MageB November 07, 2014

Do you have to do the new project at home?

Hillbilly Princess November 08, 2014

Everything Good Rebecca November 10, 2014

Intense mental work there. I hope you feel better today!

Everything Good Rebecca November 10, 2014

I've noticed myself stepping back when in pain, back far enough to notice the sensation and where it actually hurts. I've talked myself into realizing the feeling of pain isn't actually anything at all other than a a sensation I'm experiencing that I've decided is negative and that is only "painful" because I decided I don't like it and have given it the Pain label. Somehow looking more objectively at the experience has made it dissipate more than once. Telling yourself you are causing it can be helpful apparently, but I shy away from using less than positive phrasing as much as possible, not wanting the auto-immune problems that go along with self-incrimination.

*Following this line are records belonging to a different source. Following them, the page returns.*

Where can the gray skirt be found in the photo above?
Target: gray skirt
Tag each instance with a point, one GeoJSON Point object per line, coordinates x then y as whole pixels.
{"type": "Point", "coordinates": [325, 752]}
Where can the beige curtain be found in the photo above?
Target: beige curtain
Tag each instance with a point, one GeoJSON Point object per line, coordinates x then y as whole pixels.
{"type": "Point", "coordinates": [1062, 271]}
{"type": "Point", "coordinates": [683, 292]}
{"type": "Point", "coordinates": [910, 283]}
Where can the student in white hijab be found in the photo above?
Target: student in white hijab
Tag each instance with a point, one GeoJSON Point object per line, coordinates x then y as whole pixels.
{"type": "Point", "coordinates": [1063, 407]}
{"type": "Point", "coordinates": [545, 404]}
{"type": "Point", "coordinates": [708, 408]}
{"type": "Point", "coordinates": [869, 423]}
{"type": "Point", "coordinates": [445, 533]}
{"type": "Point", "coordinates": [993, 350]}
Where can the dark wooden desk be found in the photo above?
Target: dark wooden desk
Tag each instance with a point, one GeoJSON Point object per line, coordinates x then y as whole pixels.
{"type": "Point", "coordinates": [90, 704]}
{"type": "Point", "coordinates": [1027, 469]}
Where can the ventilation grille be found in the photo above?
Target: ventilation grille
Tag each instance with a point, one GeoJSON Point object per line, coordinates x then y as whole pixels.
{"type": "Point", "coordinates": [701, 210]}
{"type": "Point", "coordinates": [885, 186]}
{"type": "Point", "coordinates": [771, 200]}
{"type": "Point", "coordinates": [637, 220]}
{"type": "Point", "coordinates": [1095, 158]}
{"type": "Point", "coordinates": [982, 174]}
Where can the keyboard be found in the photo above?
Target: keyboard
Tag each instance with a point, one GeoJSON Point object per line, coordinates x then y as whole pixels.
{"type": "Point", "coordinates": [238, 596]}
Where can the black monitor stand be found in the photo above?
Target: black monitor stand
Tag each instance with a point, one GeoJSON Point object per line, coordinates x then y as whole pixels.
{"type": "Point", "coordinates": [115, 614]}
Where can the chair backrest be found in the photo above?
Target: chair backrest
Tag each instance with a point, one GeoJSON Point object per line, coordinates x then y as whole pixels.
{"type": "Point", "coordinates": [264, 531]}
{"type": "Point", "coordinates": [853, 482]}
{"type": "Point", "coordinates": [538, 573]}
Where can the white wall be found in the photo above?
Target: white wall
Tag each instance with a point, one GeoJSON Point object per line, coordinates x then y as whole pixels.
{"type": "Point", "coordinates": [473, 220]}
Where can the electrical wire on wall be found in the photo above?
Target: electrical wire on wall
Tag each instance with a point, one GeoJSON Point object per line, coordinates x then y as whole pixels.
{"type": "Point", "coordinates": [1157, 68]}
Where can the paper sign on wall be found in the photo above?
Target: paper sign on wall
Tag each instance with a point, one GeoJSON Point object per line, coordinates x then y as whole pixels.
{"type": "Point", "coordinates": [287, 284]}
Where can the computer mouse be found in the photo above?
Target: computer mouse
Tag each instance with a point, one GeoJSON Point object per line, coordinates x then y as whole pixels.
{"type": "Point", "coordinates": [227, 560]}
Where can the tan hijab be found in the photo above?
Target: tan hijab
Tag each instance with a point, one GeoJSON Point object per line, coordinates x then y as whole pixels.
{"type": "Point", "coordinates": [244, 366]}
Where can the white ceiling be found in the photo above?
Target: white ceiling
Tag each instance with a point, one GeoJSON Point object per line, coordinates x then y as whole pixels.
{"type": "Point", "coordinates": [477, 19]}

Just wanted to say that, which may not be useful to you at all, in which case I trust you'll ignore!

seedys Everything Good Rebecca ⋅ November 10, 2014

yes, I prefer positive thoughts over negative, but I sometimes have to resort to stronger measures. Thank you for the reminder.

noko November 10, 2014

Rooting for those meds to kick in. Your body is pretty much screaming at you to pay attention to it and I am glad you are. Deep breath in, deep breath out. I am cheering you on from down here. Having recently dealt effectively with back spasms without drugs recently down here I believe you are on the right track.You want to move very slowly getting up. Think slow like a turtle slow.

seedys noko ⋅ November 10, 2014

Yes, I am paying attention, too much perhaps. Turtle slow? Got it. Watched something about sloths this weekend on PBS and sometimes I feel like I am moving in sloth time. I picture you doing yoga with pom-poms (cheerleader) in hands! Thank you.